MONITOR, Jakarta – Pelaksanaan pemilihan umum (Pemilu) serentak 2019 telah dilaksanakan pada Rabu, 17 April 2019 kemarin. Ya, sejumlah lembaga survei hampir rampung menyelesaikan hitung cepet. Tak hanya menghitung suara capres dan cawapres akan tetapi juga menghitung suara partai politik (Parpol).

Lembaga Survei Indo Barometer misalnya. Lembaga survei tersebut mencatat, PDIP lah yang kemungkinan menjadi jawara di pemilu tahun ini. Partai berlambang kepala banteng moncong putih ini memperoleh dukungan sebesar 19,60 persen. Hasil ini tak begitu jauh dari perolehan riil PDIP pada Pileg 2014 yang juga berkisar 19 persen.

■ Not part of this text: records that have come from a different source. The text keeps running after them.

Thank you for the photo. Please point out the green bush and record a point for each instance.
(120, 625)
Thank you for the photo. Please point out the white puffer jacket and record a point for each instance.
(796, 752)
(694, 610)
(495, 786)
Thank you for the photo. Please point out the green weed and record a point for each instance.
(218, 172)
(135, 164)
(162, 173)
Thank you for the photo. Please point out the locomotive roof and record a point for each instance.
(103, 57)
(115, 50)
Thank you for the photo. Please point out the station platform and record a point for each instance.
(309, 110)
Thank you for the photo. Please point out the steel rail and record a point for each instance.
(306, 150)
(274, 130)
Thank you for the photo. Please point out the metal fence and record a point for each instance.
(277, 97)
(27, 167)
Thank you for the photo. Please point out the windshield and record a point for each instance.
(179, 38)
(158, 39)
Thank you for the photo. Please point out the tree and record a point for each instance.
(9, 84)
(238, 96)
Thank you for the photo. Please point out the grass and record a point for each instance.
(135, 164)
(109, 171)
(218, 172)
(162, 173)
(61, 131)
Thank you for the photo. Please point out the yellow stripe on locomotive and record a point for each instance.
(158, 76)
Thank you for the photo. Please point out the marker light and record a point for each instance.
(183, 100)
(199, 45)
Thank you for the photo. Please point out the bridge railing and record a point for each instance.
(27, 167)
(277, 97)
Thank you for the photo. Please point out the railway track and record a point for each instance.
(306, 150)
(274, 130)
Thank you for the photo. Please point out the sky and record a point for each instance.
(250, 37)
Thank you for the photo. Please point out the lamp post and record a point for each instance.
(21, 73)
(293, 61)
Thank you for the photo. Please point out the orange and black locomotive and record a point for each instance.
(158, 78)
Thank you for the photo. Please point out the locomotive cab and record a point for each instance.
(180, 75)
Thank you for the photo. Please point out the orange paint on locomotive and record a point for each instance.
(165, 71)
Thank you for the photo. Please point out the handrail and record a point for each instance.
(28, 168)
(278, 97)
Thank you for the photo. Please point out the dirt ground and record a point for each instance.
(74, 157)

Pada urutan berikutnya ada Partai Gerindra dengan perolehan 13,45 persen. Ini kenaikan untuk Partai Gerindra yang pada 2014 meraih suara di kisaran 11 persen.

“Hasil quick count dapat disimpulkan bahwa PDIP adalah pemenang pada Pemilihan Legislatif 2019. Disusul Partai Gerindra dan Partai Golkar,” kata Direktur Eksekutif Indo Barometer M. Qodari, Kamis (18/4).

Sedangkan pada urutan tiga dari bawah ada Partai Keadilan dan Persatuan Indonesia (PKPI) dengan perolehan 0,26 persen, Partai Garuda 0,59 persen, dan Partai Bulan Bintang (PBB) 0,83 persen

“Meskipun PDIP merupakan partai pemenang menurut versi quick count, untuk menentukan partai mana yang unggul tetap mengacu pada keputusan resmi dari Komisi Pemilihan Umum,” ujar Qodari.

Hitung cepat dilaksanakan di 1.200 tempat pemungutan suara (TPS) sebagai sampel dari 810.329 TPS di 34 provinsi. Dengan metode penarikan sampel stratified and sistematic random sampling, hasil hitung cepat mendapatkan tingkat kesalahan sekitar 1 persen pada tingkat kepercayaan mencapai 99 persen.

Berikut perolehan suara sementara hasil hitung cepat Indo Barometer; PDIP 19,60 persen, Partai Gerindra 13,45 persen, Partai Golkar 11,63 persen, Partai Keadilan Sejahtera (PKS) 9,94 persen, Partai Kebangkitan Bangsa (PKB) 8,51 persen, Partai Nasdem 7,98 persen, Partai Demokrat 7,46 persen. Kemudian Partai Amanat Nasional (PAN) 6,90 persen.

Selanjutnya, Partai Persatuan Pembangunan (PPP) 4,34 persen, Partai Perindo 2,65 persen, dan Partai Solidaritas Indonesia (PSI) 2,13 persen. Lalu Partai Berkarya 2,12 persen, Partai Hanura 1,61 persen, Partai Bulan Bintang (PBB) 0,83 persen, Partai Garuda 0,59 persen, serta Partai Keadilan dan Persatuan Indonesia (PKPI) 0,26 persen.